It has been said that the Christmas Eve sermon is the Super Bowl of Sermons. Ministers, of all denominations, have been worrying about this one sermon for months, writing, rewriting, editing, and all rest. There is a ton of pressure to get it right.
When preparing for “the big show” as I like to call it, I remember the immortal words my seminary professor told me, “When preparing for any sermon remember the 3 b’s, be brief, be brilliant, and be gone! I am not so sure about the brilliant bit, but I am going to try and be brief, so we can all be gone.
One of my favorite Christmas specials is Charlie Brown Christmas, I mean it ranks right up there with the Great Pumpkin. It is incredible to me how a complex theological concept as the Incarnation of Jesus Christ can be summed up in such a beautiful and simple way. The other thing I like about the story is that it pretty much sums up how we prepare for Christmas.
We see the kids all gathered to put on the school play. Charlie Brown is the director, I believe he reluctantly takes on the role, but when he does, he grabs it with both hands. But he wants it to be perfect to include the ideal Christmas tree. So he sets off in search of that tree but can only find manufactured ones, not the perfect tree like the silver ones with the color wheel that I remember from my childhood, but some metal monstrosity. Then, like magic, there it is, the Charlie Brown Christmas Tree.

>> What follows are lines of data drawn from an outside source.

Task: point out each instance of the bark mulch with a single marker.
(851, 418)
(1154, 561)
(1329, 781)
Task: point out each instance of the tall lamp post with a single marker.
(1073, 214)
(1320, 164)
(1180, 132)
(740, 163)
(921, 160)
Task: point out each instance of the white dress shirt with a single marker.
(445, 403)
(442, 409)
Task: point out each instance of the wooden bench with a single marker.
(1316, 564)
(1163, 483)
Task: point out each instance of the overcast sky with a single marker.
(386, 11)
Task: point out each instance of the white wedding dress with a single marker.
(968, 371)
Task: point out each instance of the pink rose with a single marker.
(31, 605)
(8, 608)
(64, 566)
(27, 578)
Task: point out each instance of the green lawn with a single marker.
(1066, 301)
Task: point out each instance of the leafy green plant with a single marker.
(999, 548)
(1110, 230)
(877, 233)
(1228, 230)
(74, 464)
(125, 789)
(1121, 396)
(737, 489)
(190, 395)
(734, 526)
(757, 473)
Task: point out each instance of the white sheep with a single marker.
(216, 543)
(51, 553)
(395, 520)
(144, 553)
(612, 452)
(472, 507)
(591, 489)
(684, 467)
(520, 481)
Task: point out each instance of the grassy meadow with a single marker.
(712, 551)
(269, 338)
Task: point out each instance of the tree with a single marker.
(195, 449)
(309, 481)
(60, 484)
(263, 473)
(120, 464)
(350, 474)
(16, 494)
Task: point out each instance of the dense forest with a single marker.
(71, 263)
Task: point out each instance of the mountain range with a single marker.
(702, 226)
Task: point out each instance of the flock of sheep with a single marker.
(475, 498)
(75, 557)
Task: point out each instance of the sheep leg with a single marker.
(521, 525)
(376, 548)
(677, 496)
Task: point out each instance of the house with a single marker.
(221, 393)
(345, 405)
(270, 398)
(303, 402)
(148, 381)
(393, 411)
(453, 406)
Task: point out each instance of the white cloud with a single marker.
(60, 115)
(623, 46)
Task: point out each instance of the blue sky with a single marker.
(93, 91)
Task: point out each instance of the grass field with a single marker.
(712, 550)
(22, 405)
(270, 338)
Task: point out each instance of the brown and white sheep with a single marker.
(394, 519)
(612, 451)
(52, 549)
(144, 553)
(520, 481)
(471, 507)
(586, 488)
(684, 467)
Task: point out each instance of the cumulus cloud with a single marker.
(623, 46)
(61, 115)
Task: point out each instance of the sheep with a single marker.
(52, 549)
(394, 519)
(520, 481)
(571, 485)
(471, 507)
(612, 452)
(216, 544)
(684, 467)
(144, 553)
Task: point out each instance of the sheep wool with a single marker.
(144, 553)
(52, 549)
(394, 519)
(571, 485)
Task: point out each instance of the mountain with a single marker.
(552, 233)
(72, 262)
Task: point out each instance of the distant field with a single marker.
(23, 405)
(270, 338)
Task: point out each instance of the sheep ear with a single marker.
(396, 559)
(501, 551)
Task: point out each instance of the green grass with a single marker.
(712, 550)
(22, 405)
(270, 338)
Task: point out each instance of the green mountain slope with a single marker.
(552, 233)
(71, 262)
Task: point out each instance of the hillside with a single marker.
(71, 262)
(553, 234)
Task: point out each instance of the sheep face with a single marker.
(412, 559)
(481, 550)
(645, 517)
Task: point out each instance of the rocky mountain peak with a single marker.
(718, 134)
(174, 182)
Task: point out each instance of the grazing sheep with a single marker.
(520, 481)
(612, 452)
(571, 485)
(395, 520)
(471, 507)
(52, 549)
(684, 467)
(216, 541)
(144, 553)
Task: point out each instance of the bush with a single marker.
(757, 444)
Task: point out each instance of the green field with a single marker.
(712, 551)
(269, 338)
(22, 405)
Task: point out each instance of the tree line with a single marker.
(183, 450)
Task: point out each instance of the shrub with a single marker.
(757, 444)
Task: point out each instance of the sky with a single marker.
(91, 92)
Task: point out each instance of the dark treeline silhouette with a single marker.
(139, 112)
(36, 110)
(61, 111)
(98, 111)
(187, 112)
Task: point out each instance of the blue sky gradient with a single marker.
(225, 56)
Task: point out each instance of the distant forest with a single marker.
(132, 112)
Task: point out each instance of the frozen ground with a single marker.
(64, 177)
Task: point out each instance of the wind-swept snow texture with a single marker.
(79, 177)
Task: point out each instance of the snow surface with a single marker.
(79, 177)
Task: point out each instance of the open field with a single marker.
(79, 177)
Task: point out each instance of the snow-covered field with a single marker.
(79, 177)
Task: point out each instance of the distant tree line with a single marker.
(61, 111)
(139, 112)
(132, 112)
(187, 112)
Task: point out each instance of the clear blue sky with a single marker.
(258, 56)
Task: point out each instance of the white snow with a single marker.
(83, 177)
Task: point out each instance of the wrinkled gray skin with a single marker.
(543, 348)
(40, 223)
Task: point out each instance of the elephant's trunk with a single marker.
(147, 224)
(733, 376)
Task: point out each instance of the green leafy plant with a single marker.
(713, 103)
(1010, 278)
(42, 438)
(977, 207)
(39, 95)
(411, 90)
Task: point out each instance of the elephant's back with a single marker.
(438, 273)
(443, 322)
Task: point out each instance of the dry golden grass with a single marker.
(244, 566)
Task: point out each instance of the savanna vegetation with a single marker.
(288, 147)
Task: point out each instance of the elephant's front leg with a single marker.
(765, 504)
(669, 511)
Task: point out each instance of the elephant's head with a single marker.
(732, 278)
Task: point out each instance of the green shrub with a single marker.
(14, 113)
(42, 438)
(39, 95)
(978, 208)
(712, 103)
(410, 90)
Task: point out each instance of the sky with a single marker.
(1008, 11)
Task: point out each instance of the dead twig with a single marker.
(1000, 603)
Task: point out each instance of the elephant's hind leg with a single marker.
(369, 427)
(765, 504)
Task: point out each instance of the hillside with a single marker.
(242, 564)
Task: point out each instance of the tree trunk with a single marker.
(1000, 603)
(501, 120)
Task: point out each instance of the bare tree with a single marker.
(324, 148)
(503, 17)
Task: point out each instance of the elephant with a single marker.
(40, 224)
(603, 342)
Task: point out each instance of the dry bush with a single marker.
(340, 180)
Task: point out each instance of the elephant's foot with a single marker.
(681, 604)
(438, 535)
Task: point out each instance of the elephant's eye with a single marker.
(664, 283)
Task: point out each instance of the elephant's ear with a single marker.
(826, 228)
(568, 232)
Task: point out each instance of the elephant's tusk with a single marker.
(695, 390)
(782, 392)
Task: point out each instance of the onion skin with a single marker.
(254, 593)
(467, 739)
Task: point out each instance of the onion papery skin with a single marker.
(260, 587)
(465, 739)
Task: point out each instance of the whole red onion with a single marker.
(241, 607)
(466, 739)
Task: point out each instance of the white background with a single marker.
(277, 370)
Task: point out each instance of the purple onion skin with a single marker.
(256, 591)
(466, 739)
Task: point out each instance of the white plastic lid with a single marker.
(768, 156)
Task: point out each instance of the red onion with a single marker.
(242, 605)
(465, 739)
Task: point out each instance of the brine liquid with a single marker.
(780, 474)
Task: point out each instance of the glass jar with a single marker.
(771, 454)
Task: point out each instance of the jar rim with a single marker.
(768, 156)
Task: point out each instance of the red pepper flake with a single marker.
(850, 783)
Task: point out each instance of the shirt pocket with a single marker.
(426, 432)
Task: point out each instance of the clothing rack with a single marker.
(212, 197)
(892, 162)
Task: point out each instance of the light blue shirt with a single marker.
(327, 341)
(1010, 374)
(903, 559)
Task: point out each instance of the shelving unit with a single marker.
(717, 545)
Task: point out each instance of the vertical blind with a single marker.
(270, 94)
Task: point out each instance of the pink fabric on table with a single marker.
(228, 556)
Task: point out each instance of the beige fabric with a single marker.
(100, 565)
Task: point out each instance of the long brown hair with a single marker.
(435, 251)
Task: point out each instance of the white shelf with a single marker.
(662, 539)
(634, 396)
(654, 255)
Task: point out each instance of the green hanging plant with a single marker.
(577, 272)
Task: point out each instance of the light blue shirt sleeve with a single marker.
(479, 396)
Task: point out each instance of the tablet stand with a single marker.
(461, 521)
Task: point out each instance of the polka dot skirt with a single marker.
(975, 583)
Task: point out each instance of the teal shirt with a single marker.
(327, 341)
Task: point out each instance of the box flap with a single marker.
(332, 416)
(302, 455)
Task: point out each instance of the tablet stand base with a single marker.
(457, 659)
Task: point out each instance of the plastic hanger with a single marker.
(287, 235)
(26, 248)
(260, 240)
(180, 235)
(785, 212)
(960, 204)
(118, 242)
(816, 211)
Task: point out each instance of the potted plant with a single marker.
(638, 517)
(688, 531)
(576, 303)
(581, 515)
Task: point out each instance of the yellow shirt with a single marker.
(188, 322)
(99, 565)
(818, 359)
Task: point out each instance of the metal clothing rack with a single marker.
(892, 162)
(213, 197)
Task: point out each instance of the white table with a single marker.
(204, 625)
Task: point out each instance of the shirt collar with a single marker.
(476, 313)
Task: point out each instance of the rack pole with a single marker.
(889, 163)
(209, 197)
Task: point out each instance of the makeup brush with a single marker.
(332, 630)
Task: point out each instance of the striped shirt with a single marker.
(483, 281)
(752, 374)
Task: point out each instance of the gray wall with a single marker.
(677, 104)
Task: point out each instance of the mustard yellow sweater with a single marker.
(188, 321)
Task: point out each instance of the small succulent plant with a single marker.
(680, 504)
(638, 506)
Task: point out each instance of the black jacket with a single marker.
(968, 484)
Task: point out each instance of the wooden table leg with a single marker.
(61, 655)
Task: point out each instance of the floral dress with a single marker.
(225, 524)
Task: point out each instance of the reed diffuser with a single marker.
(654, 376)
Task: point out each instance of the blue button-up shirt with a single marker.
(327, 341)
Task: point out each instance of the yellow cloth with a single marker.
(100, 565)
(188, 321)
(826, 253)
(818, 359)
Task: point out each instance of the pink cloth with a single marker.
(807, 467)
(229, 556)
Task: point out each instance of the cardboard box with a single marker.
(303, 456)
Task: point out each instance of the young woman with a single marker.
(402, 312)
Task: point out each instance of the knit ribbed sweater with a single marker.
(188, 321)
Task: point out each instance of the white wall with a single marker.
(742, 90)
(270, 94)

Sure, it has its problems, and perhaps it has seen better days, but Charlie is optimistic that all work out, so he talks it back to the school where all the children are rehearsing for the play. Well, the tree is not all its cracked up to be, and after placing one ornament on it, it looks even worse. Charlie goes on, in a lament that would make the writer of the Psalms proud, about the real meaning of Christmas. Then Linus, with blanket on tow, comes on stage and recites to story. It ends with them all dancing, not unlike this service will finish tonight.
The point of all of this is that in the hustle and bustle of the world and preparation we forget what the true meaning of Christmas is all about. Sure, it’s about family and exchanging gifts but it has to be more than that what we are commemorating is an extraordinary act, God, the creator of the universe, becomes part of his creation to show that there is a better way and that this better way is the way of hope, peace, joy, and love.
In the first reading tonight the Prophet Isiah spoke of the light and that the people who have been walking in darkness will now see this light. We began this service tonight by lighting the final candle of the Advent Wreath. Each of the four weeks before this, we have lit one candle, each one with its own theme, hope, peace, joy, and love but tonight we lit the central candle, the one that represents Christ and is the culmination and fulfillment of all of the others. Sure, each one brings light into the world, but when brought together they all shine bright and light the way for us to follow.
It is that central light that makes all of the other lights possible for it is the light of life.
In the Charlie Brown story, Linus reminds the kids, and us watching, what the true meaning of Christmas is all about, God so loved the world that he send his only son that all who believe in him may have eternal life. This story, this Greatest Story Ever Told is a love story. We, and by we I mean us religious people, have made the story way too complicated with all the rule about who is in the club and who is out of the club. We have caused wars and a tremendous amount of suffering in this world because of what some people feel this story means. But what the story suggests is a radical sense of love and welcome so extreme that is made people nervous.
This is a story of inclusion. He was born to the poorest of the poor in one of the worst places on earth. He was turned away at every door his parents knocked on until the only place left was one where the animals lived. But even with all of that, he is the King of Kings and the Lord of Lords, the Prince of Peace and the one that brought in a radical new way to live.
This story is about hope, hope that we are not alone and even when things in our lives are at their worst, God is still with us, right beside us walking with us and sometimes carrying us.
This story is about peace, the peace that passes all understanding, the peace that comes when we realize that we are accepted by God no matter what.
This is a story about Joy, the joy that Mary felt when she sang to her cousin Elizabeth that her soul magnifies the Lord and her spear rejoices in the God who has saved her.
And this is a story about love, radical love, love that knows no class system or status, the love that God has for each one of us just the way we are. This love that summed up all the law and the prophets with his new commandment to love God and love your neighbor, yes your neighbor and not just the ones next door and your neighbor includes those who hate us and don’t love us back.
In a few moments we will turn the lights off, and the only light will be that of our Advent Wreath. From that center candle, the one representing Christ, the flame will be brought out to all of you to light your candles. As the flame passes to each of us the room will move from darkness and into light, and we will sing the song Silent Night.
The symbolic act of passing the light from one to another is in the hope that the light of Christ will never go out and that we, each of us, will take that light out into the dark world, the light of hope, peace, joy and love that this world we live in so desperately needs.
Let us pray.
On this day, Gracious Lord, you come to us as Word, as light, as flesh. Teach us to know you so well that our lives may befriend this world you have made, in the name of the Holy Trinity: Father, Son, and Holy Spirit, one God, now and forever. Amen.